“Karena itu taatilah orang-orang yang demikian dan setiap orang yang turut bekerja dan berjerih payah.”
(1 Korintus 16 : 16)
Salah satu sindrom berbahaya dalam relasi kita dengan sesama adalah “asal bukan dia.” Sindrom ini muncul ketika kita dihinggapi rasa takut plus rasa benci terhadap seseorang. Akibatnya, kita akan terus menghambat karyanya termasuk kita sulit untuk mengakui kelebihannya. Saya pernah mendengar tentang seseorang karyawan yang dihambat pekerjaannya karena atasannya merasa terancam kedudukannya dengan kehadirannya. Sehebat apapun anak buahnya, tetap dinilai kurang baik. Semua ide dari karyawan ini, tidak pernah diterima oleh sang atasan. Selalu ada alasan untuk menolak ide-ide si anak buah. Suatu hari, sang boss tanpa sengaja berkata kepada anak buahnya yang lain, “asal bukan dia yang mengerjakan proyek ini.” Padahal hanya si karyawan yang tidak disukai sang boss yang memiliki keahlian mengerjakan proyek tersebut.
Paulus berbicara kepada Jemaat Korintus tentang orang-orang yang melayani dan bekerja keras di dalam jemaat. Paulus menyebut nama Stefanus dan keluarganya yang mengabdikan diri pada pelayanan para rasul (1 Korintus 16 : 15). Dia menyebut kembali nama Stefanus dan dua kawannya, Fortunatus dan Akhaikus, yang berada bersama jemaat melayani jemaat. Paulus meminta jemaat untuk menghargai kerja keras mereka dengan cara menaati apa yang mereka ajarkan kepada jemaat. Tentu saja, menaati di sini artinya jemaat turut mendukung apa yang mereka lakukan dengan gembira.
Kadang kita kurang menyadari bahwa sindrom “asal bukan dia” ada di sekitar kita, atau barangkali kita pun memilikinya. Di gereja, ketika kita tidak bisa bekerja sama dengan seseorang, kita mencoba berbagai cara untuk menolak karyanya. Kita tidak memberi kesempatan baginya untuk melayani lebih baik lagi. Bayangkan apa jadinya? Persekutuan kita bukan hanya renggang, tapi juga berantakan, sebab kita tidak hidup lagi dalam kasih. Kita tidak bisa melihat kebaikan orang tersebut apalagi mengakui kemampuannya. Aura persaingan dan permusuhan muncul ke permukaan karena kita takut kalau orang-orang menyukai karyanya. Kita menjadi terobsesi untuk menghancurkannya, menyebarkan gosip dan tuduhan tak mendasar kepadanya. Akhirnya, persekutuan menjadi terpecah dua antara kelompok yang mendukung atau menolak dia. Berbahaya bukan sindrom ini?

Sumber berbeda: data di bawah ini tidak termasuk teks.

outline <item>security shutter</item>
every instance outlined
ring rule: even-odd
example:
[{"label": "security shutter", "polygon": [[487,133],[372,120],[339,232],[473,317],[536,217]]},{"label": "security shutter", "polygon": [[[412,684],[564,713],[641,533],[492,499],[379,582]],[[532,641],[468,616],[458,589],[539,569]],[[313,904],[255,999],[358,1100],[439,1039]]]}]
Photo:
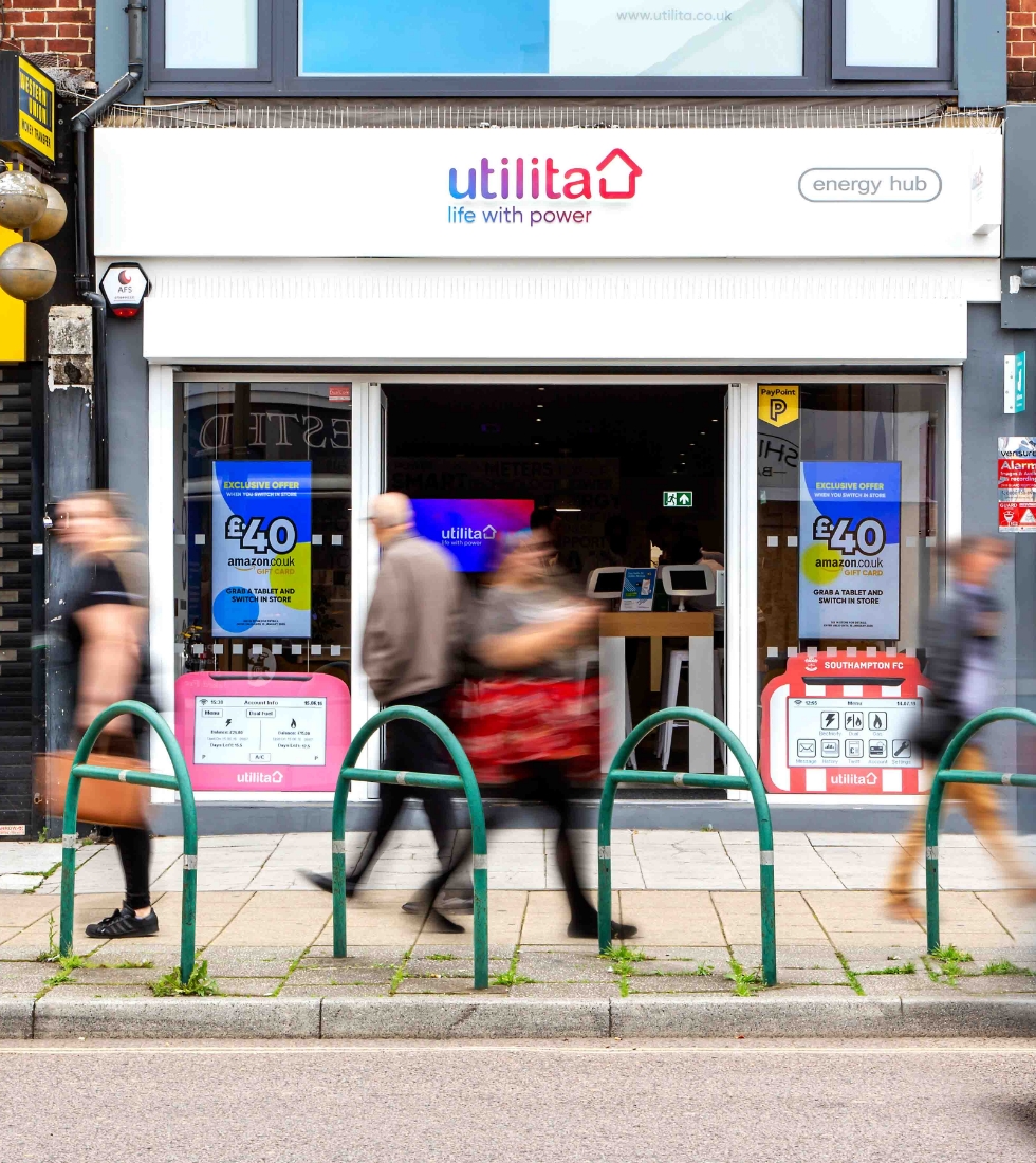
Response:
[{"label": "security shutter", "polygon": [[[33,829],[34,405],[28,383],[0,383],[0,839]],[[35,576],[34,576],[35,575]]]}]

Bayangkan pula apabila sindrom ini pun masuk dalam dunia politik atau pemerintahan. Sindrom ini bukan hanya menghancurkan tatanan pemerintahan, tetapi yang paling rugi atau terkena dampak negatifnya adalah seluruh rakyat. Para politikus misalnya akan memakai berbagai cara, mulai dari menebarkan berita negatif, membentuk opini masyarakat bahwa lawan politiknya melakukan kesalahan, sampai membawa ke pengadilan. Suara-suara “penistaan agama”, “jangan pilih pemimpin yang kafir,” dan sebagainya menjadi contoh dari sindrom ini telah merasuk dunia perpolitikan kita.
Hari ini kita diajak untuk mengenali bahaya sindrom “asal bukan dia.” Apabila kita sedang terjangkit sindrom ini, segeralah minta Tuhan menolong memurnikan hati kita dari segala kebencian dan takut akan keberhasilan orang lain. Sebaliknya, marilah kita belajar mengakui dan menghormati karya dan kerja keras orang lain. Jauhkanlah kiranya sindrom “asal bukan dia” dari diri kita.